After only reading a few pages I realized that this magazine was keeping all the promises it had made on Saturday in Rheindahlen. Years ago in Battle for Wargamers there were always one or two articles per issue which were very inspiring indeed. This trend has been diminishing in the mainstream wargames magazines in the last ten years. The last wargames article which led to a new period being started and still played by me today was in dear old Stuart Asquith’s sadly missed Practical Wargamer in Spring 1998. However, the golden days seem to be back again, a modern magazine has captured the flavour and feeling of the days which first hooked me on wargaming.” A.L.P, Münster

4 Comments

  1. Dear Henry

    A noble ambition, and why I will resubscribe. But please also remember that Battle used to have eye candy as well (Peter Gilder on the Front cover etc), so please don’t be afraid to have some nice photos. My favourite so far are from issue 1 (or 2 maybe) of the plastic Napoleonic cavalry clash – because I’m a plastics fan!

  2. I’ve said it before to you and many other Henry. Battlegames is the only magazine I read from cover to cover. Even if I have no interest in the period I will still happily read it. Excellent stuff!

  3. Spot on Henry… absolutely spot on. Everything is geared these days towards it being “easy”, and increasingly this has also been the case in the wargaming magazines… big picture spreads take up page space that you then don’t have to fill up with words (which you know your readers don’t really want as it’s harder for them to read than look)… what’s increasingly irritating is that the pictures often aren’t even captioned – I’ll admit i’m as much a sucker for a nice piece of wargame eye candy as the next gamer, but I do like a bit of detail on what I’m looking at!

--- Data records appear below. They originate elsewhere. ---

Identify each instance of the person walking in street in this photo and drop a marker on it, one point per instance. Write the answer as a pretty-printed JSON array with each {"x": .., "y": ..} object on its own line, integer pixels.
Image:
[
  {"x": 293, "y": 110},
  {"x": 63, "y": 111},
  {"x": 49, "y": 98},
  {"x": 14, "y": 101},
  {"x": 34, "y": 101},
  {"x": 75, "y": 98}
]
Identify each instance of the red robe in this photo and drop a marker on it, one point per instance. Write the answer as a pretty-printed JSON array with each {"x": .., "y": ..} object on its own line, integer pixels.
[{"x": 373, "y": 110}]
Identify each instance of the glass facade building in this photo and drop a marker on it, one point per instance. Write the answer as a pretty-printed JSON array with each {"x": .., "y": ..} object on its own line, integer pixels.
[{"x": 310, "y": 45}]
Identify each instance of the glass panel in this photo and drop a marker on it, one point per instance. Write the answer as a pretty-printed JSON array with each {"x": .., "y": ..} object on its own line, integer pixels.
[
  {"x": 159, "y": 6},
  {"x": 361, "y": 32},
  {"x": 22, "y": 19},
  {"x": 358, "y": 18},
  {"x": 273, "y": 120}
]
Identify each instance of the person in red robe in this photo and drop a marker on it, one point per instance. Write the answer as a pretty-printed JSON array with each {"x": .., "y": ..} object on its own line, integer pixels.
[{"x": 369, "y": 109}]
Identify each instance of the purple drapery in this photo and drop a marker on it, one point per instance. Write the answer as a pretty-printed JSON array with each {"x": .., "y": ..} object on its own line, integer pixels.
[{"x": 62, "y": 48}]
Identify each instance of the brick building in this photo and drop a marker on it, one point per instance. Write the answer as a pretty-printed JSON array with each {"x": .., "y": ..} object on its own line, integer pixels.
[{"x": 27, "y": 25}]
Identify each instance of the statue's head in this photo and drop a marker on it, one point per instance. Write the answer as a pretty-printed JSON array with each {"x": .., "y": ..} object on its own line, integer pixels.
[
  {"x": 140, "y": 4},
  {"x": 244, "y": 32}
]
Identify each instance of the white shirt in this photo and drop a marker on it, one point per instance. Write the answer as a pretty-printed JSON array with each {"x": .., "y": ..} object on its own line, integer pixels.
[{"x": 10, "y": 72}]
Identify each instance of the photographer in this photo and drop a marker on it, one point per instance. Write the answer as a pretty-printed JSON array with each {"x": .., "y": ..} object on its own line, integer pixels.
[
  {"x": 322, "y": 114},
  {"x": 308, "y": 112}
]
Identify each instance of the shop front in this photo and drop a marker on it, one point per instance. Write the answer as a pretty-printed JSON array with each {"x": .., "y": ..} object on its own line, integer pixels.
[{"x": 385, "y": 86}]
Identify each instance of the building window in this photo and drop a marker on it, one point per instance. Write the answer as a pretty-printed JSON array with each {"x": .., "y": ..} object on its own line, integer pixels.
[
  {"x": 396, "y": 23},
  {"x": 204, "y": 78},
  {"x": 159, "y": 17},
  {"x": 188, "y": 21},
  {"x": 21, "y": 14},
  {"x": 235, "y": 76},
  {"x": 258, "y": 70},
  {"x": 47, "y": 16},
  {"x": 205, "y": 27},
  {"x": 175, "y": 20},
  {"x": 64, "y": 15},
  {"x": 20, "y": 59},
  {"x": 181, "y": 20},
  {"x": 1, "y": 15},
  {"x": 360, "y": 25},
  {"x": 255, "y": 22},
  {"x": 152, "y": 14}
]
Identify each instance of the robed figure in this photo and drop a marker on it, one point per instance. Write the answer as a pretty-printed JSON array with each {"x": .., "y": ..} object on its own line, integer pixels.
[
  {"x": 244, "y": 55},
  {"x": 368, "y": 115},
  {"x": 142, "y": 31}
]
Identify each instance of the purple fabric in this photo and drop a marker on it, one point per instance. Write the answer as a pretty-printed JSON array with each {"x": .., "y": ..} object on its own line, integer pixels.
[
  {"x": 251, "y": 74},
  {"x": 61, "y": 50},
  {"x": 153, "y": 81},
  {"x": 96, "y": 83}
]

    Well done, and keep it up – the magazine is a source (at long last) for brain food – it feeds the imagination, and gets you thinking…

  4. Henry you’ve got it absolutely right.

    Battle for Wargamers and Practical Wargamer were terrific magazines that left a void in the market when they stopped. A void now filled with Battlegames and brought back some of the enthusiasm into the hobby.

    Just remember to read this post back to yourself in five years before you start to decline in the way so many before have done (and I mean decline in the way that WI went – all pictures and no content).